Oggi, mezzo secolo dopo, dal Collegio Romano – sede del ministero – sono passati 27 successori di Spadolini: alcuni hanno lasciato tracce indelebili del loro operato, altri si ricordano solo grazie al contributo di Wikipedia. Gli ultimi mesi, poi, tra Gennaro Sangiuliano e Alessandro Giuli, il ministero è rimasto a lungo sotto i riflettori dei media e non per dispute sulla gestione dei beni culturali.

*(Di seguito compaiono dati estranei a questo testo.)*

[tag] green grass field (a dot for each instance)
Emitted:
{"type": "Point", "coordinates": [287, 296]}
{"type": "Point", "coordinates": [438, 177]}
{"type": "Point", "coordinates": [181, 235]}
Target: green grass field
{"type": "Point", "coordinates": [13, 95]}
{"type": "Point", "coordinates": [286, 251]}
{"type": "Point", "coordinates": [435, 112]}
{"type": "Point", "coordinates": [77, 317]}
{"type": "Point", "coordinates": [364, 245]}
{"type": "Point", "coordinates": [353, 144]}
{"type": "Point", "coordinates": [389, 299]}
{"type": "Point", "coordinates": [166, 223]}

Molti dei ministri che si sono succeduti hanno cercato di riformare il ministero, con alterne fortune a dire il vero, perché sempre più spesso ogni riforma appare più come il tentativo di eternare il proprio operato piuttosto che di correggere le regole del suo funzionamento, col chiaro intento (almeno nell’ultimo decennio) di trasformare i centri di costo del ministero – soprattutto quelli dove si staccano biglietti, come musei e parchi archeologici – in vere e proprie aziende. D’altronde quel che diffonde il ministero della Cultura nel tardo pomeriggio di ogni prima domenica del mese altro non è che la hit parade dei musei e archeoparchi più di tendenza. A quando il Grammy della Cultura?